São recorrentes os casos de visitas a favelas nos quais se encontram
crianças na segunda infância tendo que tomar conta de recém-nascidos
e de seus irmãos menores, em nossa capital mineira. Além
disto, muitas creches da rede de educação infantil não
são mais que um espaço de cuidados à criança.
Em segundo lugar, da mesma forma que os hospitais espíritas têm
envidado esforços para fornecer um atendimento diferenciado aos
seus clientes, as creches espíritas podem dar uma educação
e cuidados superiores aos seus pequenos clientes e às suas famílias.
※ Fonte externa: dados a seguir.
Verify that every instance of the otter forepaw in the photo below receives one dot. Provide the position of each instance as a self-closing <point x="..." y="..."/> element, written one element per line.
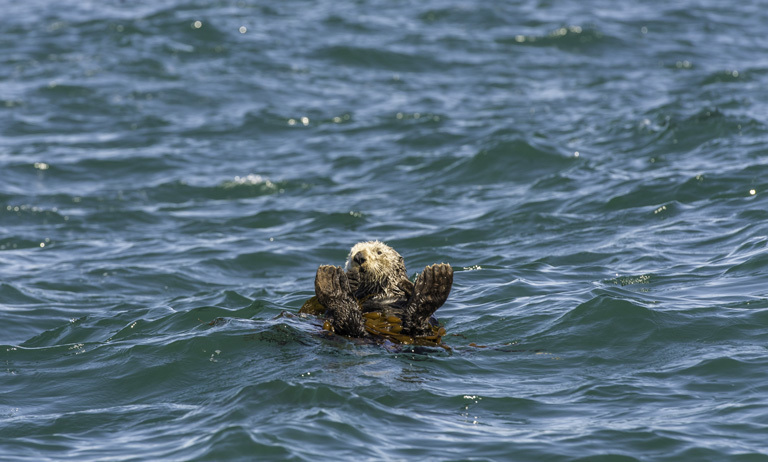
<point x="333" y="291"/>
<point x="430" y="293"/>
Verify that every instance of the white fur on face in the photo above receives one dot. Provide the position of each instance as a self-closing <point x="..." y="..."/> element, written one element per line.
<point x="380" y="260"/>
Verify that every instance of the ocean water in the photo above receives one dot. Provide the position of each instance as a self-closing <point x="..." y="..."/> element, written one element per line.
<point x="173" y="173"/>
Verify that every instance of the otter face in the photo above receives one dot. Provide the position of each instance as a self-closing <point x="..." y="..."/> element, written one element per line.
<point x="376" y="264"/>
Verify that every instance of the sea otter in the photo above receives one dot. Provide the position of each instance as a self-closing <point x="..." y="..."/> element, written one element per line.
<point x="374" y="285"/>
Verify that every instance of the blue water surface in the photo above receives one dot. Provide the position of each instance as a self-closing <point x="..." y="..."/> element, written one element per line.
<point x="173" y="173"/>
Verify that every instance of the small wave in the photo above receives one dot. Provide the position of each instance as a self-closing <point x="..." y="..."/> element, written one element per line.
<point x="378" y="58"/>
<point x="570" y="38"/>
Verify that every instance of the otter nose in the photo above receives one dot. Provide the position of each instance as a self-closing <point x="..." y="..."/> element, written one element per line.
<point x="359" y="258"/>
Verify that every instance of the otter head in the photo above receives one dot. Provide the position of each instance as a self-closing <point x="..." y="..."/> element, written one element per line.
<point x="376" y="268"/>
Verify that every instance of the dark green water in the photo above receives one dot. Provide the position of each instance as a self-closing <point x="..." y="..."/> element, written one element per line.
<point x="595" y="172"/>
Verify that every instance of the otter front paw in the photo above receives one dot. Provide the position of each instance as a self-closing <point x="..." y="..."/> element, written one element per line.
<point x="430" y="292"/>
<point x="333" y="291"/>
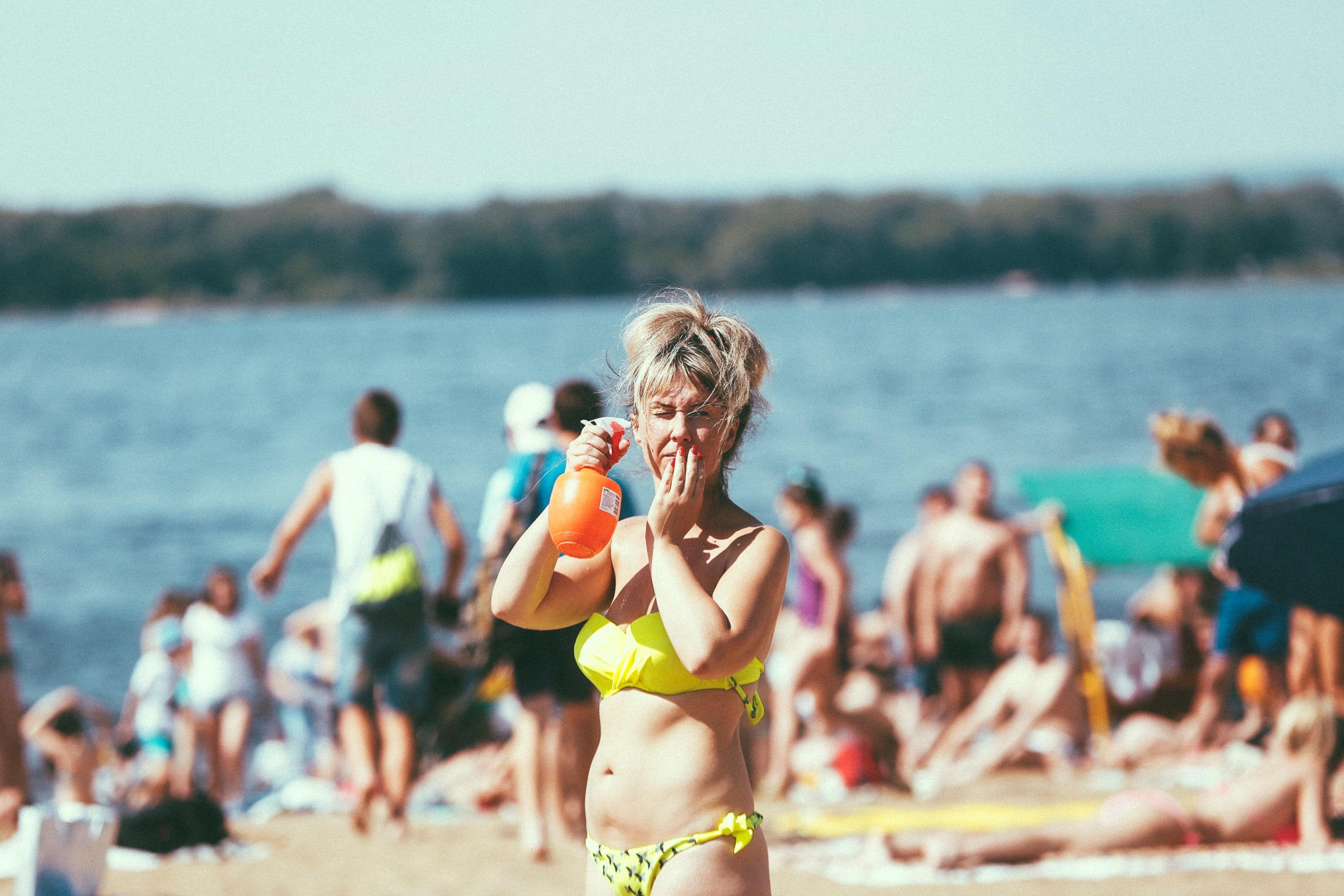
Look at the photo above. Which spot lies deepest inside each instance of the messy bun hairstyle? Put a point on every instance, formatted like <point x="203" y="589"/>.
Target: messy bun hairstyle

Ao lado do espaço de atuação voluntária
(que deve ser conseqüente e inteligente), a integridade das instituições
espíritas é um diferencial importante, em se tratando
de aporte de recursos públicos ou de parceiros da iniciativa
privada.
Um terceiro argumento é a necessidade dos centros espíritas
manterem ações sociais conseqüentes, que possibilitem
o engajamento não só de seus participantes, mas das comunidades
como um todo. A finalidade maior é, nestes tempos de desigualdade
social e dissolução do tecido social, além de possibilitar
a integração dos espíritas em ações
de impacto social, mostrar à sociedade que existem comunidades
íntegras, capazes de incentivar as pessoas a darem uma contribuição
pessoal pela melhoria de nossa sociedade, independente de sua posição
religiosa.
Os centros espíritas devem ter atenção com o zelo
pela humanização do cuidado infantil e evitar que a profissionalização
de muitos dos espaços transformem as creches em uma espécie
de anexo, um lugar no qual não se reconhece a ação
de homens de bem, mas apenas um espaço burocrático de
atuação técnica.
Para concluir, recordei-me de um comentário feito em um livro
inusitado e quase esquecido pela grande maioria dos espíritas
do nosso tempo, escrito pelo espírita argentino Humberto Mariotti.
Ele afirma que se “o Espiritismo permanecesse à margem
da questão social, adotaria um critério evasivo perante
as grandes coletividades humanas que sofrem, esperando sua definitiva
redenção”. (MARIOTTI, 1983, p. 106)

Saquinhos decorados, publicado pela Creche Espírita
Ponto de Luz
http://amaipontodeluz.blogspot.com
KARDEC, Allan. O Evangelho Segundo o Espiritismo.
76 ed. Rio de Janeiro: FEB, 1978a.
KARDEC, Allan. Obras Póstumas. 17 ed. Rio de Janeiro: FEB, 1978b.
MARIOTTI, Humberto. Parapsicologia e Materialismo Histórico.
São Paulo: EDICEL, 1983.
SALAMON, Lester. A emergência do Terceiro Setor: uma revolução
associativa global. Revista de Administração. São
Paulo, v. 33, n. 1, p. 5-11, jan/mar 1998.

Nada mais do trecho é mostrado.